Initially the Dictionary of Slang and Wikipedia are among the sources of the words and meanings selected for the piece. In addition, each of the one hundred racial slurs embossed in the oval soaps have been said to an individual who describes how they felt when the slur was verbally hurled at them described in the artists’ book.As viewers walk through the installation they can refer to the artists’ book, which lists each racial epithet, it’s etymology, country of origin, meaning and the year it may first have been used.
In the decades since its conception, the lexicon of derogatory language and its prevalence in spoken word and print has only grown more pervasive through the immediacy of electronic and digital media. Thus, the conception remains, unfortunately, relevant, and the installation itself has grown with the addition of the latest slang and hate speech which continues in viral fashion to infect public discourse. Indeed, in the process of actualizing this installation twenty-seven years after its conception, I note sadly the similarity in form between the dishes and the dinghies or life rafts that carry the hordes of refugees fleeing the sectarian violence and hatreds raging still today.

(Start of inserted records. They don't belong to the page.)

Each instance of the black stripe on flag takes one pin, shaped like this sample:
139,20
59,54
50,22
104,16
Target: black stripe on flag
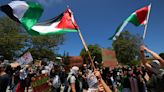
50,21
9,11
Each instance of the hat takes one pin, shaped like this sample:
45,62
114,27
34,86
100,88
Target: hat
155,64
75,68
2,65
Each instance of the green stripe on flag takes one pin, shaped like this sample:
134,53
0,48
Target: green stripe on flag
32,15
133,19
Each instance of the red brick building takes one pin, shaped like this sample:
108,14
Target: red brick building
109,58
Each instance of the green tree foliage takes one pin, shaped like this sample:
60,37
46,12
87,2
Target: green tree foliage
127,48
45,46
95,51
11,37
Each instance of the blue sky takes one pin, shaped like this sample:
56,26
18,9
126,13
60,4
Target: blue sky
98,20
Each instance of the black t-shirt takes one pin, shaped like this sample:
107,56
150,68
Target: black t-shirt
4,81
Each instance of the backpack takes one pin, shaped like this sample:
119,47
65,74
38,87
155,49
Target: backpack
56,83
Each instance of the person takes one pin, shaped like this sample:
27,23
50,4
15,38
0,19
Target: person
155,67
102,86
84,77
73,80
4,78
55,81
92,81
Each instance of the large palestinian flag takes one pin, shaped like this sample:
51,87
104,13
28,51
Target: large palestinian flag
138,18
26,13
63,23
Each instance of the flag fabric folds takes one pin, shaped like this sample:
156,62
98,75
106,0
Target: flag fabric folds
139,17
26,13
62,23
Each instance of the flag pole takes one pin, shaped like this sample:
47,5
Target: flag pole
83,42
147,21
86,49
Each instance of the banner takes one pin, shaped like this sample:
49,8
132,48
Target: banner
39,83
109,58
25,59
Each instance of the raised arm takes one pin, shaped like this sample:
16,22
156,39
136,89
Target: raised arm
155,55
102,85
147,65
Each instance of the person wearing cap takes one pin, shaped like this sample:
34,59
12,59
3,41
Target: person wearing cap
155,67
4,78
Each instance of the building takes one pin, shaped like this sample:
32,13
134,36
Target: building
109,58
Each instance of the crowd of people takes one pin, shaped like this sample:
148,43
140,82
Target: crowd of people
148,77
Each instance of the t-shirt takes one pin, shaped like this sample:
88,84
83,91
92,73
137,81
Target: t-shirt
72,79
4,81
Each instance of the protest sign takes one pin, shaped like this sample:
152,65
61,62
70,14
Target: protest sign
39,83
25,59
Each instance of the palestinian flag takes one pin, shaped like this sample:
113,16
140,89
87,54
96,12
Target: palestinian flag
63,23
26,13
138,18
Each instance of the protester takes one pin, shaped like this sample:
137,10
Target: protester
55,81
102,86
155,67
73,80
4,78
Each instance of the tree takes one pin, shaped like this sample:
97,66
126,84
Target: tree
161,55
127,48
95,51
11,36
45,46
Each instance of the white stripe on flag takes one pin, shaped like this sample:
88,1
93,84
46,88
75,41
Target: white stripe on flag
19,8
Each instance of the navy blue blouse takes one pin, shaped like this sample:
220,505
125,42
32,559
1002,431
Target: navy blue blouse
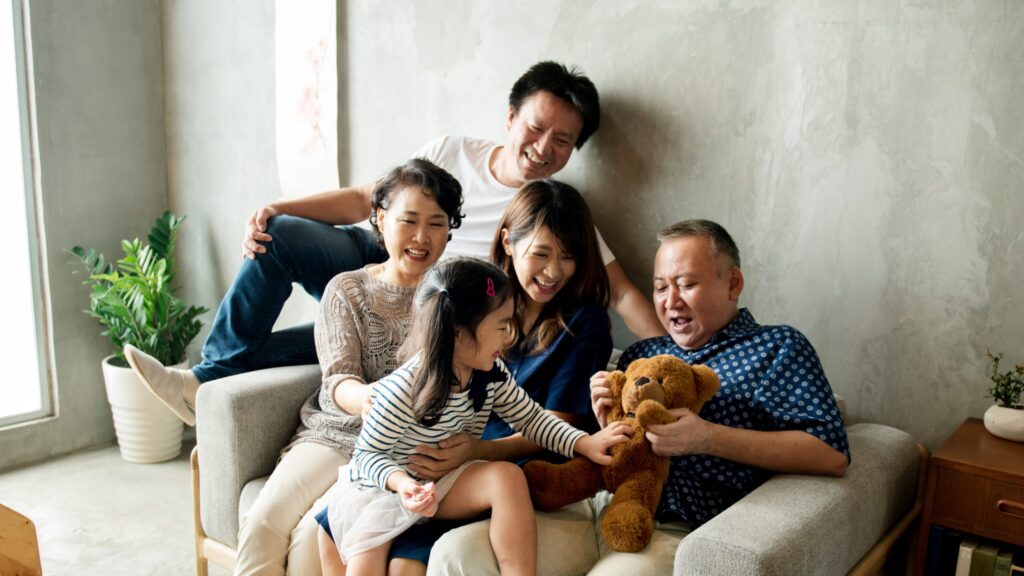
558,377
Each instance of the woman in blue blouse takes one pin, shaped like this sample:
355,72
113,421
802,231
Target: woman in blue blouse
561,336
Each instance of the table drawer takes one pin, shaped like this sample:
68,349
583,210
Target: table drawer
980,505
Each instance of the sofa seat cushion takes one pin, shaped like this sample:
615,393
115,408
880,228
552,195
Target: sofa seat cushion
811,525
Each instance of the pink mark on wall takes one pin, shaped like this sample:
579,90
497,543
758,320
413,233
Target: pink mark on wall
310,106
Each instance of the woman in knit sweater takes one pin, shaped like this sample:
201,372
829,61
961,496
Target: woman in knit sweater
365,317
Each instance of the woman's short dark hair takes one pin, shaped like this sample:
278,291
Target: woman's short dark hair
454,293
562,209
430,178
568,84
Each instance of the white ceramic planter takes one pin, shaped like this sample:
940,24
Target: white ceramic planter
146,430
1006,422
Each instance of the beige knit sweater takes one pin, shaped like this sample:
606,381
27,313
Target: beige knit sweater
361,323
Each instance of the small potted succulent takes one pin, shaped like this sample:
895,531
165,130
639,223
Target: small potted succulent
1006,417
134,302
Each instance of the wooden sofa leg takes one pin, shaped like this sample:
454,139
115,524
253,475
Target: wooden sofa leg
876,558
202,564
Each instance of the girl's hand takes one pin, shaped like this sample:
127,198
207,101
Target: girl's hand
596,446
600,396
368,403
451,453
417,498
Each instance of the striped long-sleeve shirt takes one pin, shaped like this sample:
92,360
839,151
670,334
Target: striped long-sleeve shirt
390,433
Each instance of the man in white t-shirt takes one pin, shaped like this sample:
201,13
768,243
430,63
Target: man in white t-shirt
310,240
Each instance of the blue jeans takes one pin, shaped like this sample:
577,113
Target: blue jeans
303,251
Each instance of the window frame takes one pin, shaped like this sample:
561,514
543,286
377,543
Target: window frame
23,81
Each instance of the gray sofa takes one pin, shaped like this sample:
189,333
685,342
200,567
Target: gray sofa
792,525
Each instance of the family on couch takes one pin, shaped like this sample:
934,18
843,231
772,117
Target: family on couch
774,412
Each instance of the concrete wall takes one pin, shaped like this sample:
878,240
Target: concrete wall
218,63
866,156
99,112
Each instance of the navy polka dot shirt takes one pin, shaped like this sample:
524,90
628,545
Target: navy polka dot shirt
771,380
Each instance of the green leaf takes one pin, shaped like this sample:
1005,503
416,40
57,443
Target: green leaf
134,300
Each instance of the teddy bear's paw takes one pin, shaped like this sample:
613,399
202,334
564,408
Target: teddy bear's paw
628,527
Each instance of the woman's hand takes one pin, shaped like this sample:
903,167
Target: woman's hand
600,397
596,446
421,499
256,232
432,463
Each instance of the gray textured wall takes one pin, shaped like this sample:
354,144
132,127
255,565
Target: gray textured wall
218,62
867,157
98,90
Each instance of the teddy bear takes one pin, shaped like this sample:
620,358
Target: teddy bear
636,476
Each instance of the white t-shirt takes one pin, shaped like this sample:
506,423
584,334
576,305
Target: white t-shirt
484,199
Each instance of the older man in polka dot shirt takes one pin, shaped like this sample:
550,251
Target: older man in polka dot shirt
774,413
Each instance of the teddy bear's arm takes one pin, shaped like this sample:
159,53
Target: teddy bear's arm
651,412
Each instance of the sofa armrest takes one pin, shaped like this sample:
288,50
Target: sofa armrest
811,525
242,423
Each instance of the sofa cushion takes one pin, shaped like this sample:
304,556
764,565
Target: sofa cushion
811,525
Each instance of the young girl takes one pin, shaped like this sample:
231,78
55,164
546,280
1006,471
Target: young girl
452,384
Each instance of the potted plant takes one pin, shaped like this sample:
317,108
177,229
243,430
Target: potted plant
1006,417
134,302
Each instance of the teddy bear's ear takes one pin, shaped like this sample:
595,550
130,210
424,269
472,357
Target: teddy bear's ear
616,380
707,383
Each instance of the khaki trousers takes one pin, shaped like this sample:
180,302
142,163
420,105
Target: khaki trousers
281,524
568,542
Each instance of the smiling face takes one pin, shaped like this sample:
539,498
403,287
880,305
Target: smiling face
695,292
479,351
542,134
542,264
415,230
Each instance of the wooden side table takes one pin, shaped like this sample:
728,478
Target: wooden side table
976,486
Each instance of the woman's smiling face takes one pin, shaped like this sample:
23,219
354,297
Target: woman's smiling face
542,264
415,230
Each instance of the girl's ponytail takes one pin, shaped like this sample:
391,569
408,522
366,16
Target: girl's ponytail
436,375
454,294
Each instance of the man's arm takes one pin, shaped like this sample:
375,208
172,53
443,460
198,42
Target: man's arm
786,451
345,206
631,304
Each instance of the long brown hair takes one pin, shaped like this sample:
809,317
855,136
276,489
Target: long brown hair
561,208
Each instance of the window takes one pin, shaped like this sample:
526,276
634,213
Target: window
23,393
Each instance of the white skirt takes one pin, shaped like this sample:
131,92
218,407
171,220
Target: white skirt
363,519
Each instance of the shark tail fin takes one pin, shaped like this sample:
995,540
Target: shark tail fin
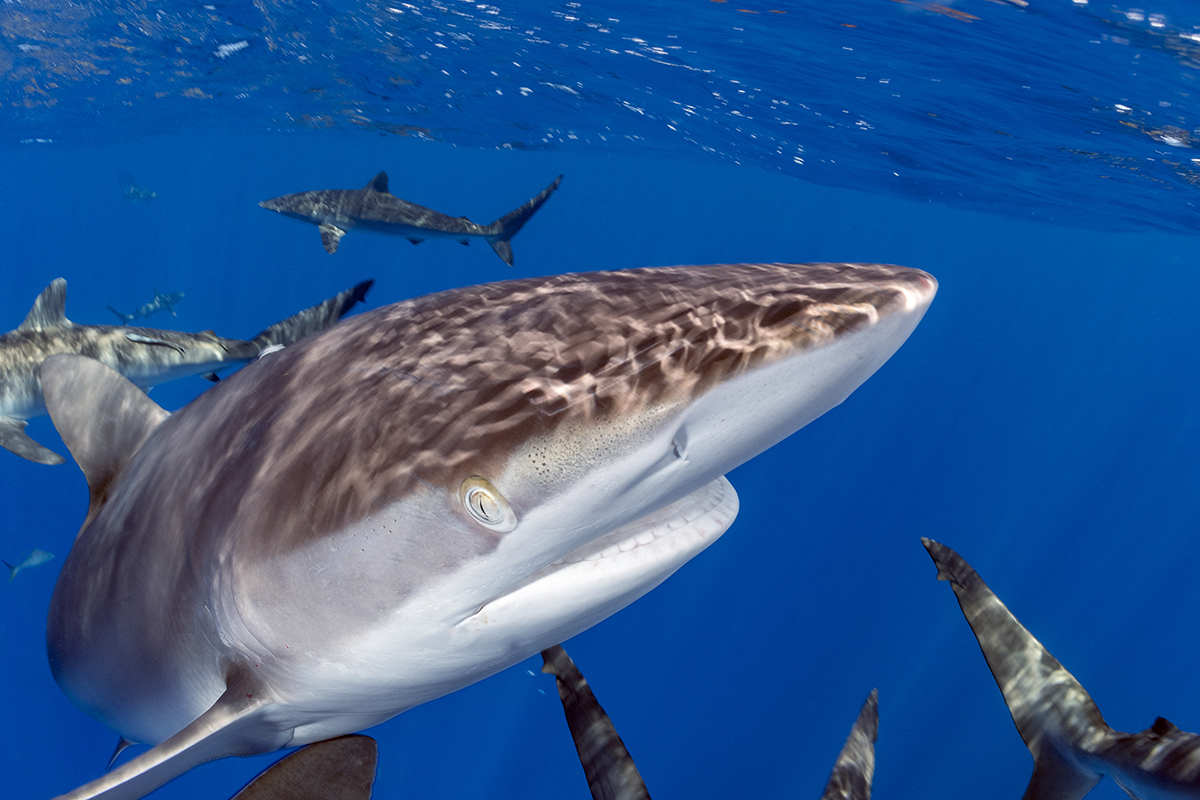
508,226
335,769
607,765
102,417
1050,708
219,732
855,769
310,320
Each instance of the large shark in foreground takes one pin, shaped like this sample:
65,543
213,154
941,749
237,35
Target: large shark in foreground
427,493
612,774
1072,745
144,355
373,208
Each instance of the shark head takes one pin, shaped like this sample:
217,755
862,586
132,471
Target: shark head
431,492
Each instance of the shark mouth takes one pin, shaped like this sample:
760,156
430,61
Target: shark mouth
604,576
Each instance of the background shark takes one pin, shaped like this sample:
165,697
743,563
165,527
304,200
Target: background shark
427,493
373,208
147,356
1072,745
612,774
161,302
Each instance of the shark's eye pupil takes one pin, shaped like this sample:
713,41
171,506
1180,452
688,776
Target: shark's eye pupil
486,505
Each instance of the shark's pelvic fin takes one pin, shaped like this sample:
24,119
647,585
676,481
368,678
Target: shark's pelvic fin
335,769
49,310
310,320
510,223
330,236
15,439
216,733
855,769
607,765
102,417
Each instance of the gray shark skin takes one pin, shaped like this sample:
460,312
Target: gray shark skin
1072,745
166,302
607,765
612,774
427,493
373,208
855,769
335,769
144,355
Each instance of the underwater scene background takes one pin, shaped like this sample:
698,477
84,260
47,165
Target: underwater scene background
1042,420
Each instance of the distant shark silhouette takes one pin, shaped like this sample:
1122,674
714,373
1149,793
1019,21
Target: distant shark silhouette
612,774
161,302
372,208
144,355
427,493
1072,745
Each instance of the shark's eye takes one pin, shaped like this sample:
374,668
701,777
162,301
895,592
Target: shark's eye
486,505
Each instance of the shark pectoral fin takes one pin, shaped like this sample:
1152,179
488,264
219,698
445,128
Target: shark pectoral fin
102,417
335,769
49,308
219,732
330,236
607,765
149,340
1056,777
15,439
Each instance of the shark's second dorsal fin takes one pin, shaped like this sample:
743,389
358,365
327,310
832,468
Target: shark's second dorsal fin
379,182
102,417
49,310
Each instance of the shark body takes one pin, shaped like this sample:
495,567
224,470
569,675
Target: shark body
375,209
265,569
161,301
1072,745
144,355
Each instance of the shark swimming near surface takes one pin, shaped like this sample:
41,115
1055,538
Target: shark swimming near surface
147,356
612,774
427,493
36,558
1072,745
373,208
161,301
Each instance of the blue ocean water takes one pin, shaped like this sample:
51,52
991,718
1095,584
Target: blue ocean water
1042,420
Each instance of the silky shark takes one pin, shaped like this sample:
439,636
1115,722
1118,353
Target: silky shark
373,208
427,493
1073,746
612,774
144,355
161,301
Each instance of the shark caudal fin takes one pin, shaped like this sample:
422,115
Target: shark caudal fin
310,320
102,417
1053,711
335,769
607,765
219,732
855,769
508,226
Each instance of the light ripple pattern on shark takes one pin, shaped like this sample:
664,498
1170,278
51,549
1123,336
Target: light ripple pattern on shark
375,209
387,511
1072,745
147,356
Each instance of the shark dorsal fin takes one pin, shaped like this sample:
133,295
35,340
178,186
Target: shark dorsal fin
102,417
379,182
49,310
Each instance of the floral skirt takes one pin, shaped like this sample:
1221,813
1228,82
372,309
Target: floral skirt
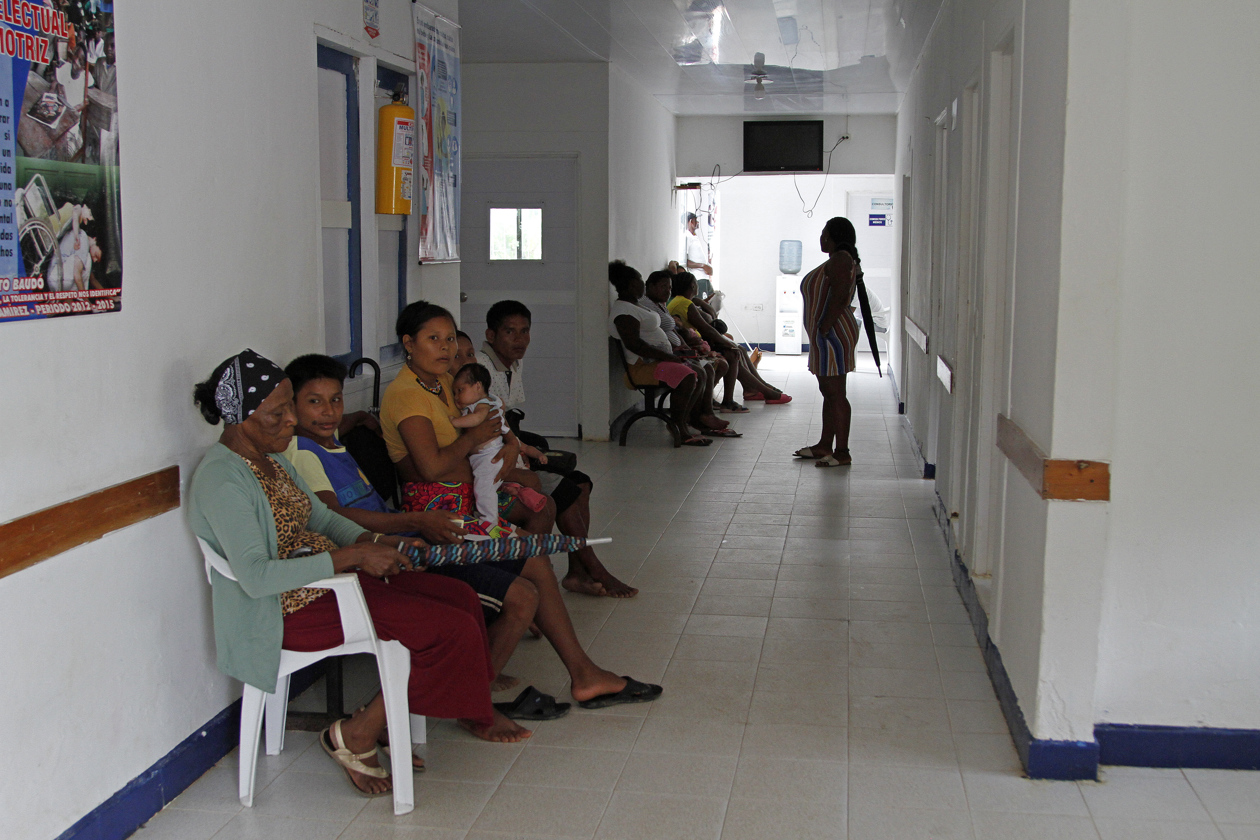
452,496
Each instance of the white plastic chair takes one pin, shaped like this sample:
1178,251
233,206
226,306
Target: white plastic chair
393,661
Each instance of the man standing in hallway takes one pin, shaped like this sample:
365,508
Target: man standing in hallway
507,339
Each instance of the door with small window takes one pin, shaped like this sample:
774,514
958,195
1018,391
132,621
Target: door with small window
519,242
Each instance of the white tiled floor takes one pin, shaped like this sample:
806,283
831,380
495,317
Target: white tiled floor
820,679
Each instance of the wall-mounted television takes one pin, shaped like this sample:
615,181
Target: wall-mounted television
783,146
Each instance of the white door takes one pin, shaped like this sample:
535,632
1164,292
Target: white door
546,280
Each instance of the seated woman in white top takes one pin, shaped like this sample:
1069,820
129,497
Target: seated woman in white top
647,350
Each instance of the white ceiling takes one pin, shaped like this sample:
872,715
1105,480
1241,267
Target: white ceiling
694,56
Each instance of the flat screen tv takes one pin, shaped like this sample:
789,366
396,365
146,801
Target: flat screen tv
783,146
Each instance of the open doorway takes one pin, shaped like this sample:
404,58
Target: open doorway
745,219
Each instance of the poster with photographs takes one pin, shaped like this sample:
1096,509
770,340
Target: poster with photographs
437,105
61,238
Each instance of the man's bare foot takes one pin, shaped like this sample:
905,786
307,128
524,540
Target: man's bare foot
611,586
503,731
587,568
584,586
503,683
596,683
711,421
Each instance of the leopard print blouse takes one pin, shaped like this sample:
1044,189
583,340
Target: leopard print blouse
292,510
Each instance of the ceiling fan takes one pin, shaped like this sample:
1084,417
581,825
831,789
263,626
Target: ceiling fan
759,78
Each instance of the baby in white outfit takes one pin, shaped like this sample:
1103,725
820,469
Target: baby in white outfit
473,396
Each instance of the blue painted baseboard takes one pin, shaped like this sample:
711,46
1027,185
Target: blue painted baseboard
148,794
1056,760
896,392
1147,746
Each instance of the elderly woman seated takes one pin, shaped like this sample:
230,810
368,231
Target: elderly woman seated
277,537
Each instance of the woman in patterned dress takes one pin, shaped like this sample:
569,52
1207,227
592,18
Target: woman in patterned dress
833,338
277,537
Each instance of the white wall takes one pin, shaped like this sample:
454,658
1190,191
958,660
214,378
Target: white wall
704,141
512,110
755,213
108,658
641,207
1181,644
1130,344
1040,617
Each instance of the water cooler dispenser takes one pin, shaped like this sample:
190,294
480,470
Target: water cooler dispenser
789,317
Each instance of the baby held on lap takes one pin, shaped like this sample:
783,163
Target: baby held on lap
475,402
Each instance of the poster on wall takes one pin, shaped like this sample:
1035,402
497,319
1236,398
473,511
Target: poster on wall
61,237
437,105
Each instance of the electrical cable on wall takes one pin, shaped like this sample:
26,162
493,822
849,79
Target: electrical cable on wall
809,213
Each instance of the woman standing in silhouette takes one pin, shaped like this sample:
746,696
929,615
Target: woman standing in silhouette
833,338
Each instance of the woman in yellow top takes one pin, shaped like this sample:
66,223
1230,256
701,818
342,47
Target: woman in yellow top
432,462
740,367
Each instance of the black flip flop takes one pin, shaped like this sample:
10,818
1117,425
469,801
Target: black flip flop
634,692
532,704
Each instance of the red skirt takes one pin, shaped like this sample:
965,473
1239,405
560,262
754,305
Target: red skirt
437,618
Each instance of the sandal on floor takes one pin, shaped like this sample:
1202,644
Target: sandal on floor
533,704
634,692
330,739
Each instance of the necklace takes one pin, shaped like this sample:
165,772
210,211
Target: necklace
434,389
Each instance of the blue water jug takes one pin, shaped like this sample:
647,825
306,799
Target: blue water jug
789,256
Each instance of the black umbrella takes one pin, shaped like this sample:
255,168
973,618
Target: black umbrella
870,324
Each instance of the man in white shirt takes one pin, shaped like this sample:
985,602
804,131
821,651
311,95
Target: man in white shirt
698,257
507,339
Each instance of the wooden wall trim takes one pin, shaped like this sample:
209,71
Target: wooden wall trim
915,334
53,530
1057,479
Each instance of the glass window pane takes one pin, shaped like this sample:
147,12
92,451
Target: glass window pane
504,241
532,233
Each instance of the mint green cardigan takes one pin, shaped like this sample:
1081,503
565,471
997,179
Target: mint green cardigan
229,510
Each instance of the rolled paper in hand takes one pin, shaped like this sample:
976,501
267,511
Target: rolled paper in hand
504,548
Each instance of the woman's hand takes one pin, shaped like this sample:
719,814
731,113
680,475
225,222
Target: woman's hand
374,558
508,456
437,527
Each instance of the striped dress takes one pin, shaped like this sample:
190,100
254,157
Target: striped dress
832,353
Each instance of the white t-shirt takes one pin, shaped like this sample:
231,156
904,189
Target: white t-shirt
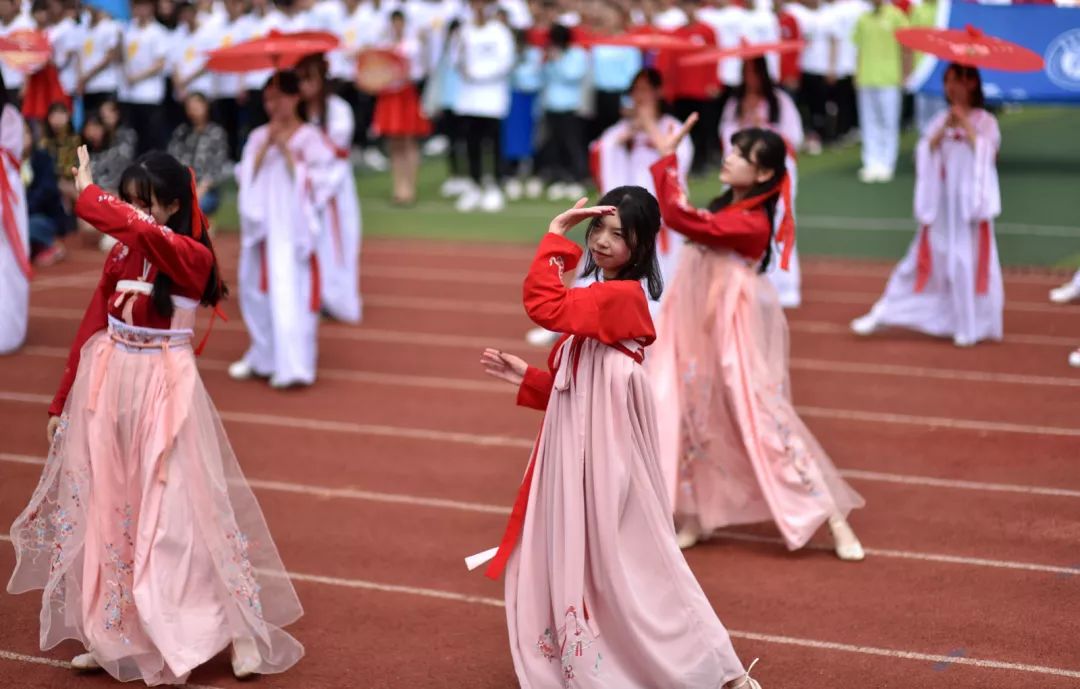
814,31
97,41
66,39
144,45
486,56
188,55
730,24
670,18
12,78
229,84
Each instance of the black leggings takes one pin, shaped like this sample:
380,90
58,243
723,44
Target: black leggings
476,132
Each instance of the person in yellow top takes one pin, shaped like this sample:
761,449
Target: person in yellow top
926,105
881,68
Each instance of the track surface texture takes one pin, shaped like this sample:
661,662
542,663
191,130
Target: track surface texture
404,458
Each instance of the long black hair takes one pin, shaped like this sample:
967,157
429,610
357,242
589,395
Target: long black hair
760,68
766,149
639,215
968,72
316,64
288,83
158,175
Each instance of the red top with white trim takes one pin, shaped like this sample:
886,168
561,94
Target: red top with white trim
145,247
739,228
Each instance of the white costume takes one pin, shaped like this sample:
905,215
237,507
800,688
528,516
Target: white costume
279,230
339,240
14,235
949,283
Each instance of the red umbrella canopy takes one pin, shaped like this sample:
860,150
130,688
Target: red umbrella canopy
273,51
380,70
646,40
25,50
972,48
746,51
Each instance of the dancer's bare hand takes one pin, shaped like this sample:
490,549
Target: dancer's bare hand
54,423
666,143
568,219
503,366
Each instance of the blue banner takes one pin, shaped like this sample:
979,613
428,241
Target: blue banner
1049,30
118,9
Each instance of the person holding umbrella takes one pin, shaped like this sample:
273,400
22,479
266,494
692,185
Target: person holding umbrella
949,282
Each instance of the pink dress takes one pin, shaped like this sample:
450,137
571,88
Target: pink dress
597,593
143,532
733,448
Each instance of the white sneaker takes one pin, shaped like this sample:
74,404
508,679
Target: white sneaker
572,192
493,201
541,337
454,187
241,370
514,189
847,543
688,537
375,160
1068,292
84,662
245,659
865,325
534,188
745,681
470,199
436,145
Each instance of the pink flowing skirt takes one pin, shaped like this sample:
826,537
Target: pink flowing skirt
598,595
732,446
149,545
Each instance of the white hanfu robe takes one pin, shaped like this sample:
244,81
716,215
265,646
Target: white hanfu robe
14,235
279,268
618,164
790,126
339,240
949,283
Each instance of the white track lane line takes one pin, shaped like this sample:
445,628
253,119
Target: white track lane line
503,441
755,636
38,660
370,496
408,380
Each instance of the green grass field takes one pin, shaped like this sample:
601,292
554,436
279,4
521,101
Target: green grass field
1039,165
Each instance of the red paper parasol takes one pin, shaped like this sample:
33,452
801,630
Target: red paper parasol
972,48
744,51
26,51
380,71
274,51
645,41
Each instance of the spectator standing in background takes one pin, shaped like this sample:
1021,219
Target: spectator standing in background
486,59
146,45
882,69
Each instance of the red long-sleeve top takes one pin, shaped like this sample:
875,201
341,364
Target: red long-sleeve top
739,228
611,311
145,247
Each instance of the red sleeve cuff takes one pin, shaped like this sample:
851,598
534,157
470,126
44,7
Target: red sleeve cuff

In the Trump era the question of “otherness” is unfortunately at its pinnacle or lowest point. What is it like to live the life of an “other” person? To be the object of an ethnic, racial epithet, religious or sexist slur? To be objectified to the point of dehumanization? What would it take to cleanse such hatreds from the collective consciousness? In the sustained metaphor of this installation, to take one of the oversized soap bars and wash ourselves with it, rather than simply cleansing, it drenches us in the besmirching term. Yet, finally, the hateful language disappears as the bar of soap itself dissolves in a kind of universal moral purification.